The suitability of programming languages across different domains is a contested topic. AWS Lambda Functions are a serverless solution that can be used for a wide range of problems from tiny to large tasks. For lightweight tasks how does the JVM stack up?
Lambda Functions in Scala versus Other Languages
The most widely used programming language for Lambda Functions is Python. Benchmarks show Python offers the best performances, and the language simplicity normally results in faster development and less code for lightweight tasks. But AWS Lambda can offer massive scale with access to up to 10GB RAM and 15 minutes per execution that are typically benefited from the structure and maintainability offered in languages such as Java, Scala, and C#. This article investigates how the JVM stacks up on the low-end and if languages like Python are the only choice.
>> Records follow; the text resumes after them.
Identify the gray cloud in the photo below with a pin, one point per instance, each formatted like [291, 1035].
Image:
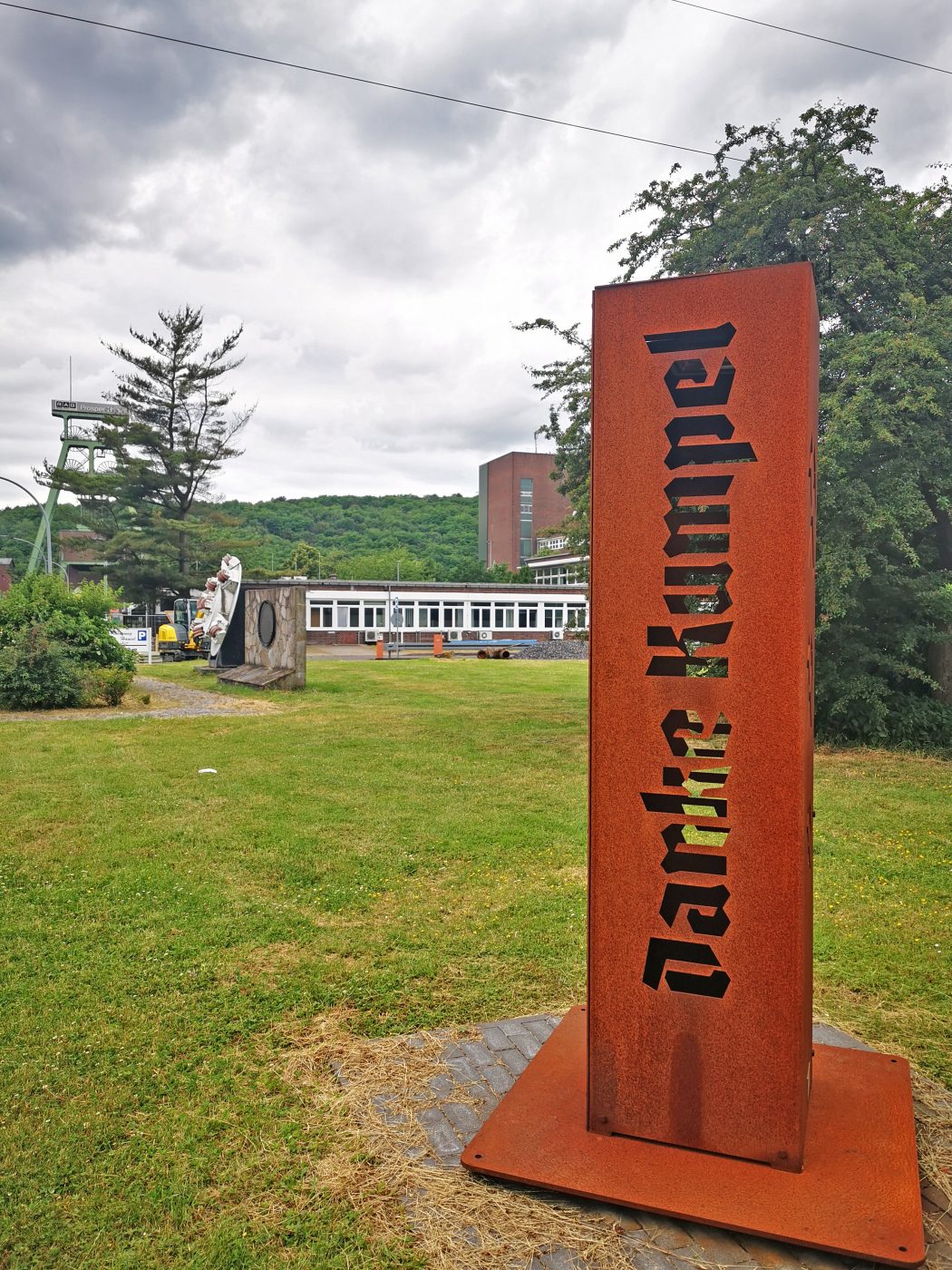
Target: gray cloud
[377, 247]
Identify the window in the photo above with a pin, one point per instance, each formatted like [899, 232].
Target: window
[524, 518]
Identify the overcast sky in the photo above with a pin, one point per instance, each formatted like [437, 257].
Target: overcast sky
[378, 247]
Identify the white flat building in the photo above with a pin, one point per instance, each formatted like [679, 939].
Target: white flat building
[351, 612]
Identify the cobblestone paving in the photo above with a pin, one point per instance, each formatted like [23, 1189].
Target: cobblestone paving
[489, 1067]
[192, 702]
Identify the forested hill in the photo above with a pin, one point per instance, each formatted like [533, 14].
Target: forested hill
[441, 530]
[432, 536]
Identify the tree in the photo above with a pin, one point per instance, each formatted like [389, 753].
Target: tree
[169, 444]
[882, 260]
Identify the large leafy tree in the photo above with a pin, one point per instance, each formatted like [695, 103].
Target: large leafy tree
[171, 434]
[882, 260]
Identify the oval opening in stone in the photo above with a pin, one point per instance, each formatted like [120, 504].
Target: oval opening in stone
[267, 624]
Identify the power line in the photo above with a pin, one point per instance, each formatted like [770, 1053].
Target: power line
[361, 79]
[806, 34]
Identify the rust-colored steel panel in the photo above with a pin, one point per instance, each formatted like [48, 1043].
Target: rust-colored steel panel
[859, 1193]
[701, 711]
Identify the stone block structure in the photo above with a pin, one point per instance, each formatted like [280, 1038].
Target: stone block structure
[276, 639]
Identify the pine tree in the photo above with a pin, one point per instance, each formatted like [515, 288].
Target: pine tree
[173, 435]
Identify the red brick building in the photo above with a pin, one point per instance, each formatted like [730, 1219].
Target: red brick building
[518, 499]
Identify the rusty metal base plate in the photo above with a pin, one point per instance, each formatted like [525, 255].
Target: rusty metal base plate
[859, 1193]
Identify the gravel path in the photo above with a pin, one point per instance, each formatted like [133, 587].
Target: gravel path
[556, 650]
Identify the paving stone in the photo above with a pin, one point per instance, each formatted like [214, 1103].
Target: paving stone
[824, 1034]
[719, 1246]
[478, 1053]
[443, 1085]
[513, 1060]
[440, 1132]
[462, 1118]
[461, 1067]
[494, 1037]
[539, 1028]
[523, 1040]
[499, 1080]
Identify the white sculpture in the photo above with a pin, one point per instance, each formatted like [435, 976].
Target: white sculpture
[218, 603]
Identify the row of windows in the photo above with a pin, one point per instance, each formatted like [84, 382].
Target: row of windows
[429, 616]
[558, 574]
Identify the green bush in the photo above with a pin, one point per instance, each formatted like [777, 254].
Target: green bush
[73, 619]
[107, 683]
[37, 673]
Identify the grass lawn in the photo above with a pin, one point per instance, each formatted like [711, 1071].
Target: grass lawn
[405, 841]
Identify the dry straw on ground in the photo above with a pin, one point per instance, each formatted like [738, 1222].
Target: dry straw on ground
[383, 1162]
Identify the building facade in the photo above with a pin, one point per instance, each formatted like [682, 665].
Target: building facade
[518, 499]
[358, 612]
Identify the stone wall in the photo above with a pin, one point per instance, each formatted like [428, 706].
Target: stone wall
[287, 648]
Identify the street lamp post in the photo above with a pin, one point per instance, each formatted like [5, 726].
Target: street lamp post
[12, 537]
[42, 512]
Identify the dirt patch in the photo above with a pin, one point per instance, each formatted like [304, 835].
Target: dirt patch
[165, 701]
[376, 1094]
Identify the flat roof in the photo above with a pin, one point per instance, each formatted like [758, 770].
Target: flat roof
[405, 583]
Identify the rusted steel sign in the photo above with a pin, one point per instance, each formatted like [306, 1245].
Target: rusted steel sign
[702, 588]
[688, 1083]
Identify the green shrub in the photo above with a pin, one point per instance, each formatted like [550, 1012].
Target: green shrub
[107, 683]
[37, 673]
[73, 619]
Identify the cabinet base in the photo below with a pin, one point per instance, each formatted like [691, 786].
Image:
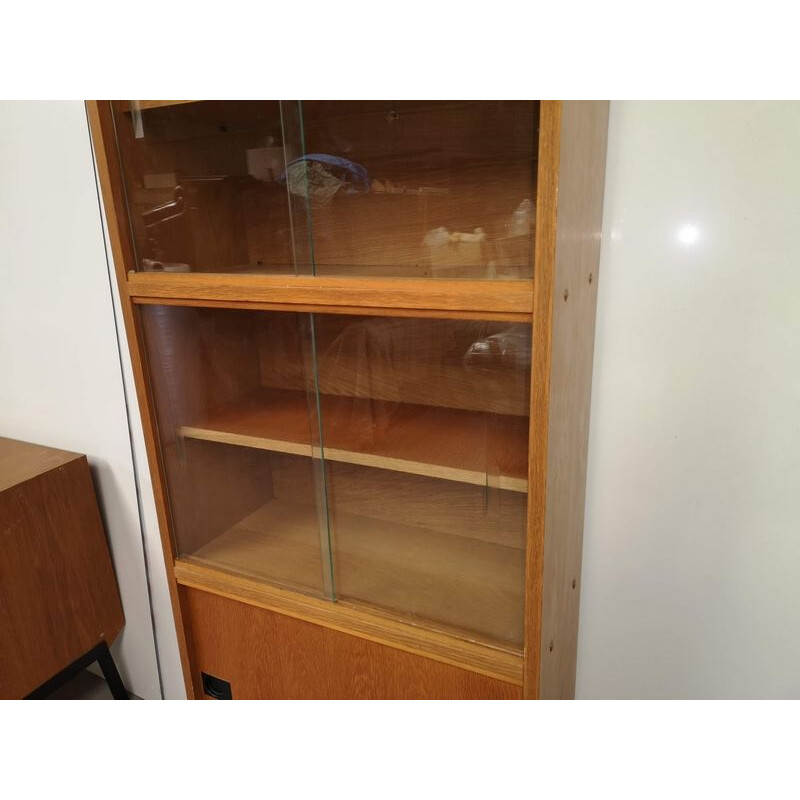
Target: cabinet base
[269, 656]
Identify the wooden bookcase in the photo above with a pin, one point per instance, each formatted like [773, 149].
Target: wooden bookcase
[362, 337]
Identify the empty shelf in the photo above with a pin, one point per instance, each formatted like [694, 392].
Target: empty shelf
[466, 584]
[453, 444]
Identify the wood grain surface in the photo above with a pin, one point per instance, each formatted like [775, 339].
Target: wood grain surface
[569, 220]
[58, 593]
[265, 655]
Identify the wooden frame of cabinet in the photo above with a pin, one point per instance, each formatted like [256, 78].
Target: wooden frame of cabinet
[560, 303]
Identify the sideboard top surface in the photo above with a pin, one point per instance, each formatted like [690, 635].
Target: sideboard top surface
[21, 461]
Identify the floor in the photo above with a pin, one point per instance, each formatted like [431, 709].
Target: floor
[85, 686]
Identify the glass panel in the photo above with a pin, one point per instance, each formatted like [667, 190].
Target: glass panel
[425, 432]
[237, 418]
[205, 185]
[440, 189]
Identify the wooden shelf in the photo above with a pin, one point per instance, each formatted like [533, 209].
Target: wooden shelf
[144, 105]
[460, 583]
[451, 444]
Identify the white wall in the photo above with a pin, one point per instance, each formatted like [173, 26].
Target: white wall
[691, 574]
[60, 380]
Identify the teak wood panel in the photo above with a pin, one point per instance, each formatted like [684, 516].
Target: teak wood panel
[356, 619]
[436, 578]
[477, 512]
[266, 655]
[569, 220]
[58, 594]
[452, 444]
[428, 297]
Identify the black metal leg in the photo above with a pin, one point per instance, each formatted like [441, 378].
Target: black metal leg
[110, 672]
[102, 655]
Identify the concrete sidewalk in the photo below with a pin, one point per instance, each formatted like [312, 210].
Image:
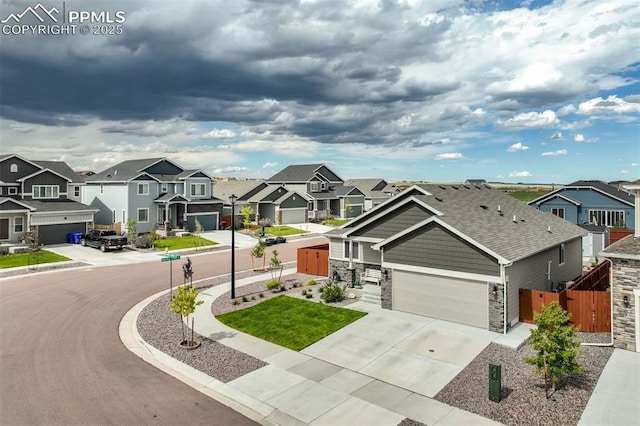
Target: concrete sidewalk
[321, 386]
[379, 370]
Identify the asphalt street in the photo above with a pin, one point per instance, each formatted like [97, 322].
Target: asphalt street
[61, 358]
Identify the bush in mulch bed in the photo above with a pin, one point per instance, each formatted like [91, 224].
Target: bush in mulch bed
[523, 396]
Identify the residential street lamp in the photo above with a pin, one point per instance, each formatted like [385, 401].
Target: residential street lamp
[232, 200]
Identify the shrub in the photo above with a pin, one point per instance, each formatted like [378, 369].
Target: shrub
[143, 241]
[274, 285]
[332, 292]
[555, 344]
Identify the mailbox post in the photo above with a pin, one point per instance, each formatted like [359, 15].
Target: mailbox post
[495, 382]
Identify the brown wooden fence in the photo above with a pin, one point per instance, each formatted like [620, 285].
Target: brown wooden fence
[586, 301]
[314, 260]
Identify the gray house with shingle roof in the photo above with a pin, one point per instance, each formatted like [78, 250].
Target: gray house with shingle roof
[157, 193]
[43, 198]
[325, 192]
[625, 285]
[459, 253]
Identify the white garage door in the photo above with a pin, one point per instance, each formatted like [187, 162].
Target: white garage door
[292, 216]
[450, 299]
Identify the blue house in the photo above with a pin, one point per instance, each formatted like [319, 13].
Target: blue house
[594, 205]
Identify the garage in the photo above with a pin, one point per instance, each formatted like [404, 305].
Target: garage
[293, 216]
[209, 221]
[450, 299]
[57, 234]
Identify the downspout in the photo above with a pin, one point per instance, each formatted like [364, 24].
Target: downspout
[611, 308]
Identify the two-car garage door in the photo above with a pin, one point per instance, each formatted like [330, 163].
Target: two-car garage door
[445, 298]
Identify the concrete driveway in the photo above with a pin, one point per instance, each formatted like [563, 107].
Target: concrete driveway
[409, 351]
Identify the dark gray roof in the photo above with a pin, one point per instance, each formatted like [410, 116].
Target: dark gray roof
[50, 206]
[61, 168]
[486, 216]
[295, 173]
[366, 187]
[596, 185]
[123, 171]
[625, 248]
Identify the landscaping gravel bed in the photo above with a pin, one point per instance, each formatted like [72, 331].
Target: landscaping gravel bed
[523, 397]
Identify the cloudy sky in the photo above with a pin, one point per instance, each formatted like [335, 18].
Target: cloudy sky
[439, 90]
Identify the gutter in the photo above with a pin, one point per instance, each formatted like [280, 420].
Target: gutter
[611, 309]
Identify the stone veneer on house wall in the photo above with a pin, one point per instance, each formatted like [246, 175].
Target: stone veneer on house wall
[626, 278]
[496, 308]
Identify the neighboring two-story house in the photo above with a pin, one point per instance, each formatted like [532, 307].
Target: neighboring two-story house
[157, 193]
[594, 205]
[457, 252]
[41, 197]
[267, 201]
[325, 192]
[376, 191]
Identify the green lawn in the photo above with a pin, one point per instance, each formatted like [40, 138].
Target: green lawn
[188, 241]
[290, 322]
[282, 231]
[22, 259]
[335, 222]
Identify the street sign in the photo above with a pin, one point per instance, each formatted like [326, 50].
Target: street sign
[169, 256]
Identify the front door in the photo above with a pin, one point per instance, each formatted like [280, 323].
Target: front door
[4, 229]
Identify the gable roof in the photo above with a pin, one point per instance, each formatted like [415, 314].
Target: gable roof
[299, 173]
[369, 187]
[490, 219]
[594, 185]
[240, 188]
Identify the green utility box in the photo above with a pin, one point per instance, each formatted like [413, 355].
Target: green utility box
[495, 381]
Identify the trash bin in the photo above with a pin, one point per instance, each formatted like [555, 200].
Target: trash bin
[76, 237]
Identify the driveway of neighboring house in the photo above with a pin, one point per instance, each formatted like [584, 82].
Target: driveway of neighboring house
[416, 353]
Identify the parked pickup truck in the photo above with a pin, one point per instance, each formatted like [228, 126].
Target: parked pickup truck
[103, 239]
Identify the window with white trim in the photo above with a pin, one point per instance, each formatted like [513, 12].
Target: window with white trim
[351, 250]
[607, 217]
[45, 191]
[18, 224]
[143, 189]
[198, 189]
[143, 215]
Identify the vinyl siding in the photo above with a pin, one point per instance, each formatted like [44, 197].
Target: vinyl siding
[335, 248]
[435, 247]
[404, 217]
[531, 273]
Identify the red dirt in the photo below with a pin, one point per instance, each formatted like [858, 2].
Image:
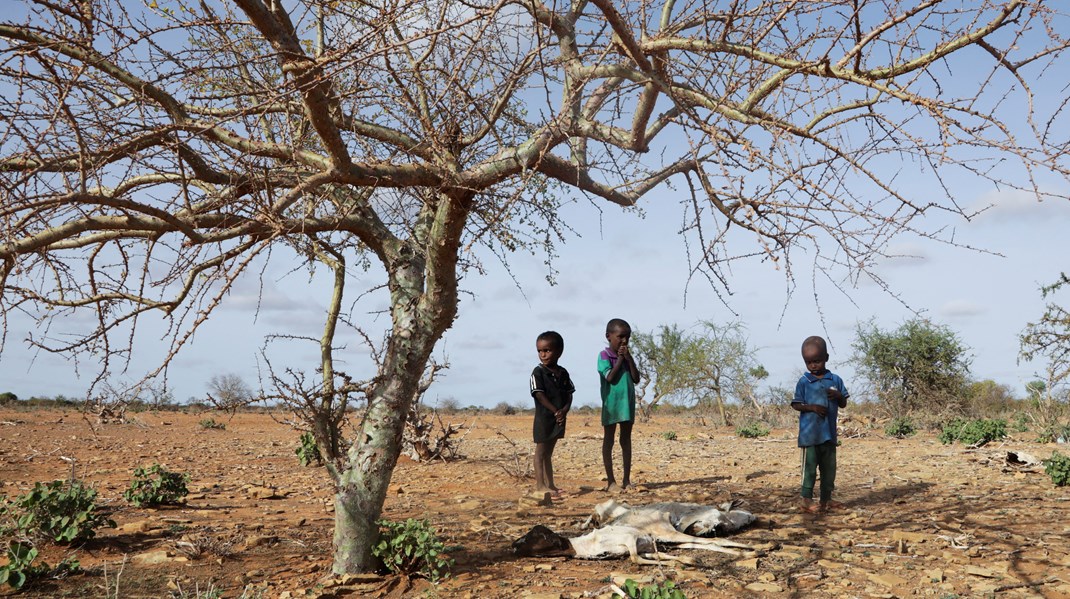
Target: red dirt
[921, 518]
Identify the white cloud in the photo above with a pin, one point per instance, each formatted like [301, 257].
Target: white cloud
[1017, 206]
[961, 308]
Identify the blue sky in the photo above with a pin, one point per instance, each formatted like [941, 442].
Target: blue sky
[986, 297]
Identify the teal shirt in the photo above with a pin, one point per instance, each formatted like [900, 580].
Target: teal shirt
[618, 399]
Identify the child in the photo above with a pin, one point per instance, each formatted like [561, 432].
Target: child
[618, 374]
[819, 396]
[552, 390]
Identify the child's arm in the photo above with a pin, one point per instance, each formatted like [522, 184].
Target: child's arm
[614, 373]
[545, 401]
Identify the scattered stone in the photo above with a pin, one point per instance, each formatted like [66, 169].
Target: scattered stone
[890, 581]
[747, 564]
[764, 587]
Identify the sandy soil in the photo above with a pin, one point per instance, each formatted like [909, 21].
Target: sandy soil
[922, 519]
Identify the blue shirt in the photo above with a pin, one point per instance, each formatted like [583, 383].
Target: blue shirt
[814, 429]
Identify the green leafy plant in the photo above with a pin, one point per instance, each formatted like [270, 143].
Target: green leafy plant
[412, 548]
[308, 452]
[155, 486]
[900, 428]
[20, 569]
[1058, 467]
[973, 432]
[665, 589]
[752, 430]
[211, 424]
[59, 511]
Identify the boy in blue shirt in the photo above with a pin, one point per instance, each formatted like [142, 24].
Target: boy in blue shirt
[819, 395]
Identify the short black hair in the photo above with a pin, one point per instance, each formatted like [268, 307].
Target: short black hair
[616, 324]
[815, 341]
[554, 338]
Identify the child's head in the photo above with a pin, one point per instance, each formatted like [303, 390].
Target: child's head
[617, 333]
[814, 354]
[549, 344]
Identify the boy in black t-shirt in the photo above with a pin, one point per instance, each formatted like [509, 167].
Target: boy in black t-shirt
[552, 389]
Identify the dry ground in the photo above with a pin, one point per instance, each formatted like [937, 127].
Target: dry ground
[922, 519]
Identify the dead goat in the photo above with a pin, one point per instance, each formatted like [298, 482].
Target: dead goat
[637, 532]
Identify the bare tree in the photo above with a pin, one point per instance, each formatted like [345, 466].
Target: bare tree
[153, 154]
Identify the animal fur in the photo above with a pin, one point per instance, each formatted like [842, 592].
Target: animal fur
[637, 532]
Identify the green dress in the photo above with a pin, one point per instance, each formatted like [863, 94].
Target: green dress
[618, 399]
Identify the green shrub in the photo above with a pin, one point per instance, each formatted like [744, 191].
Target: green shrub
[211, 424]
[412, 548]
[155, 486]
[752, 430]
[900, 428]
[667, 589]
[1058, 467]
[59, 511]
[20, 568]
[308, 452]
[973, 432]
[1053, 433]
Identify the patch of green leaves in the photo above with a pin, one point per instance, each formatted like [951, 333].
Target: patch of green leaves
[412, 548]
[752, 430]
[155, 486]
[973, 432]
[308, 451]
[59, 511]
[211, 424]
[665, 589]
[900, 428]
[1058, 467]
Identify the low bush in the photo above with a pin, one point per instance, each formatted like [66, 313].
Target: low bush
[752, 430]
[308, 451]
[900, 428]
[973, 432]
[1058, 467]
[155, 486]
[58, 511]
[211, 424]
[412, 548]
[665, 589]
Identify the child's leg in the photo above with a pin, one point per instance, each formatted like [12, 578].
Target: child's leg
[826, 464]
[548, 463]
[540, 461]
[626, 452]
[608, 432]
[809, 472]
[809, 477]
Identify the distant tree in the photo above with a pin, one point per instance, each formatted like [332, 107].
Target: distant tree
[665, 357]
[989, 397]
[727, 367]
[706, 366]
[918, 366]
[229, 392]
[1049, 337]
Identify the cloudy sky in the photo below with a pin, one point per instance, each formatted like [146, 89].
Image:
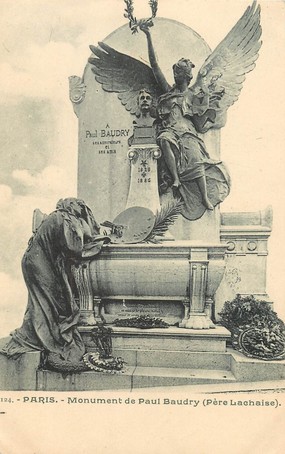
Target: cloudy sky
[43, 43]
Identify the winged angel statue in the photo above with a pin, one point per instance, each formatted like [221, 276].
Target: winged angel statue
[185, 113]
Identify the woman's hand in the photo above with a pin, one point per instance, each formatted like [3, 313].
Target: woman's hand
[144, 26]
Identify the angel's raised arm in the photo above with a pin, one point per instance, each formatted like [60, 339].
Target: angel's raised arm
[158, 74]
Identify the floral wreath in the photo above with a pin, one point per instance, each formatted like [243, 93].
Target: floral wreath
[134, 23]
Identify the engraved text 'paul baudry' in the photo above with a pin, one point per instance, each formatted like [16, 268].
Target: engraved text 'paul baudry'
[109, 134]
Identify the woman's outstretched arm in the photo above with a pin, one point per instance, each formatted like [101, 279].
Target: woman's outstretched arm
[158, 74]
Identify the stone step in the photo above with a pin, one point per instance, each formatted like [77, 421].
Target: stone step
[175, 359]
[132, 378]
[145, 377]
[172, 338]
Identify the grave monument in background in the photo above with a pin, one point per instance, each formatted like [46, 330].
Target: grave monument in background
[122, 164]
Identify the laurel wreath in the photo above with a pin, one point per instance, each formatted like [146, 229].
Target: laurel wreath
[133, 22]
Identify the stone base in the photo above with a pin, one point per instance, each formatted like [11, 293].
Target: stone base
[179, 361]
[173, 339]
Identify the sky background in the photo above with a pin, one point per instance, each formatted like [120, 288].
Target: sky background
[43, 43]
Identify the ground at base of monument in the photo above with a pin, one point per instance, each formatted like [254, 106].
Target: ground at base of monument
[227, 371]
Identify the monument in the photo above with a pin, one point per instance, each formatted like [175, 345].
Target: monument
[149, 168]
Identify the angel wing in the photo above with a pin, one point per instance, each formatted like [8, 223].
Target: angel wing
[223, 73]
[122, 74]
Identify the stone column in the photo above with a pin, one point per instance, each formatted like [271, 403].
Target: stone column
[198, 276]
[81, 273]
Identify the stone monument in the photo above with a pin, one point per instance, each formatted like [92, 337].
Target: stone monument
[146, 143]
[148, 160]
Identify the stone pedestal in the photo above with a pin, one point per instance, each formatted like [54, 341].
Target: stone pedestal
[143, 189]
[174, 281]
[246, 237]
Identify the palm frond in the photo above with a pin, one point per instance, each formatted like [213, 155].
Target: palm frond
[164, 219]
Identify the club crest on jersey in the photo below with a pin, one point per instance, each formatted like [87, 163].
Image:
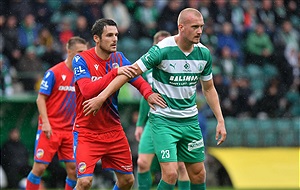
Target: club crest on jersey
[201, 65]
[47, 75]
[39, 153]
[63, 77]
[82, 167]
[77, 57]
[187, 67]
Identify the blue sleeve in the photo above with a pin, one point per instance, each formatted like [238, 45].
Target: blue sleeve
[47, 83]
[80, 68]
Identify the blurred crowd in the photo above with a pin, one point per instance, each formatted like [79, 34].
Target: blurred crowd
[255, 44]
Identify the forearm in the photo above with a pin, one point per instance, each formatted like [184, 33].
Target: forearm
[91, 89]
[143, 113]
[212, 99]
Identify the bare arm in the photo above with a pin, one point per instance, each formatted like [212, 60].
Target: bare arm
[41, 104]
[212, 99]
[94, 104]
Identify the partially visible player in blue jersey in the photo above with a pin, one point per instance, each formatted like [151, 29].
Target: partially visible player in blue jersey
[179, 63]
[56, 105]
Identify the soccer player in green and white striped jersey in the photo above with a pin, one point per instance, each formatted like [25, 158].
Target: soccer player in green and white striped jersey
[146, 151]
[178, 63]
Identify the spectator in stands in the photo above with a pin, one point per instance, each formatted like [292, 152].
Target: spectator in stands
[286, 42]
[118, 12]
[237, 18]
[146, 17]
[30, 69]
[51, 48]
[209, 38]
[14, 159]
[259, 47]
[28, 31]
[66, 31]
[293, 10]
[241, 97]
[250, 19]
[42, 12]
[280, 12]
[222, 87]
[266, 16]
[220, 13]
[92, 10]
[82, 29]
[168, 17]
[227, 63]
[6, 87]
[204, 8]
[226, 38]
[20, 8]
[269, 105]
[11, 36]
[192, 4]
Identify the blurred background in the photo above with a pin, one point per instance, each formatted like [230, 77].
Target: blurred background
[256, 69]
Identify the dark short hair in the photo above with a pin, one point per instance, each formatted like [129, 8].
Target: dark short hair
[75, 40]
[99, 25]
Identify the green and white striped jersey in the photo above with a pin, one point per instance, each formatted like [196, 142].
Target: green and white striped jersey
[176, 74]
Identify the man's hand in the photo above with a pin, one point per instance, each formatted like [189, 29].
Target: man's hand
[220, 132]
[129, 71]
[138, 133]
[156, 98]
[46, 128]
[92, 105]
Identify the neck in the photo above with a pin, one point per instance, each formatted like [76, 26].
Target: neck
[102, 54]
[183, 44]
[68, 63]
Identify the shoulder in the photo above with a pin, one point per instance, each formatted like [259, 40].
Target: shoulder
[167, 42]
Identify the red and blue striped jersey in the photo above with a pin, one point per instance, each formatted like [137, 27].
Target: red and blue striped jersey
[58, 85]
[88, 64]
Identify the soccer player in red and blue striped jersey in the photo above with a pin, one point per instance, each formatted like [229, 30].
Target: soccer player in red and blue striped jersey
[56, 105]
[101, 136]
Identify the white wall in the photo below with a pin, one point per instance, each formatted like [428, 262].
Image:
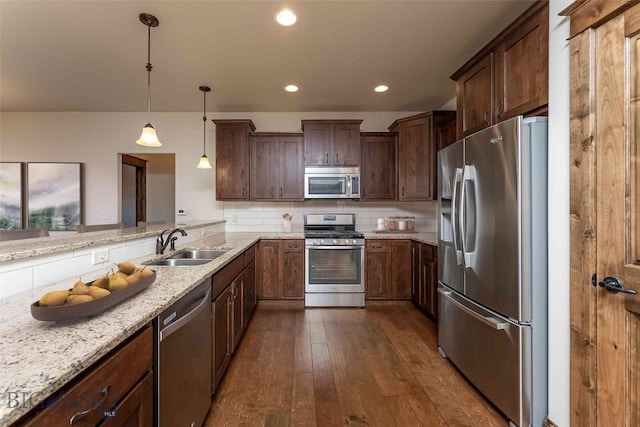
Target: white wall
[559, 341]
[95, 139]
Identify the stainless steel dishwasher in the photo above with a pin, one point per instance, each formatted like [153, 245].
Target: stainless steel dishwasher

- Usability: Read JSON from HTTP body, JSON response
- Functionality: Interact with another AWS service (Batch Put to DynamoDB)
- Error Handling: Descriptive exception for missing body, fields
- Logging: To AWS CloudWatch logging for unhandled exceptions
See the full article about the Scala 3 implementation at Scala 3 and AWS Lambda Functions.
The Python 3.9 implementation is available on GitHub at https://github.com/stevenrskelton/scala3-aws-lambda-dynamodb-importer/blob/main/src/main/python/handler.py
JVM versus Python Performance Comparison
|Scala / JVM||Python|
|Lines of Code||86||61|
|File size||17.6 MB||1.7 KB|
|- Init duration||429.39 ms||315.41 ms|
|- Duration||11077.39 ms||274.72 ms|
|- Max memory used||152 MB||67 MB|
|- Duration||21.48 ms||13.97 ms|
|- Max memory used||153 MB||70 MB|
While there is discussion about first-call latency it tends to affect only a small number of usecases. AWS will keep most lambda code hot-loaded for hours so which the shock of even comparing a 20MB Java JAR to 60 lines of Python code boils down to nothing. There are optimizations that can be had both in aggregate resource cost of execution between using Python versus the JVM it would easily be outweighed by initial engineering costs by forcing developers to work outside their language of expertise.
There are features such as AWS Lambda Layers that allow for a shared library it is reported that they have only sub-50ms improvement to cold-starts. It appears the there is no way to optimize JVM overhead away, only minimize the burden by reducing overall dependencies.
Minimizing JVM Artifact Size
Maintaining lightweight resource usage is the key to keeping execution costs low. Unfortunately the overhead of the JVM already places it behind Python and NodeJS deployments, but less than a full containerized build. Library dependencies should be kept to the minimum since JVM artifacts do not perform tree-shaking code removal that Go or GraalVM will.
|0.4 MB||aws-lambda-java-events||Optional to support AWS event POJOs|
|2.2 MB||aws-lambda-java-serialization||Optional to support custom POJO serialization|
|9.9 MB||awssdk-[1st]-service||Mandatory for interacting with other AWS services|
|2.0 MB||awssdk-[additional]-service||For each additional AWS service after the first|
|5.7 MB||Scala 2.13||Mandatory for Scala 2/3|
|1.2 MB||Scala 3.1||Mandatory only for Scala 3|
While the AWS SDK represents 9.9MB above, the majority is contributed by shared libraries rather than code specific to the DynamoDB service. Additional services can be added with minimal size increase, for example adding the
awssdk-s3 to support read/write from S3 would be 3 MB, or
awsdsk-sns to support Notifications would be 1 MB.
According to cloud monitoring SaaS Datadog Python is the most popular language for Lambda with NodeJS being a close second. This aligns with the lightweight market that Lambdas excel at. However Datadog also indicates that over 60% of large organizations have deployed Lambda in 3 or more languages meaning that they are reaching into more stuctured languages such as Java, Go, or .Net for other, more likely complex, tasks.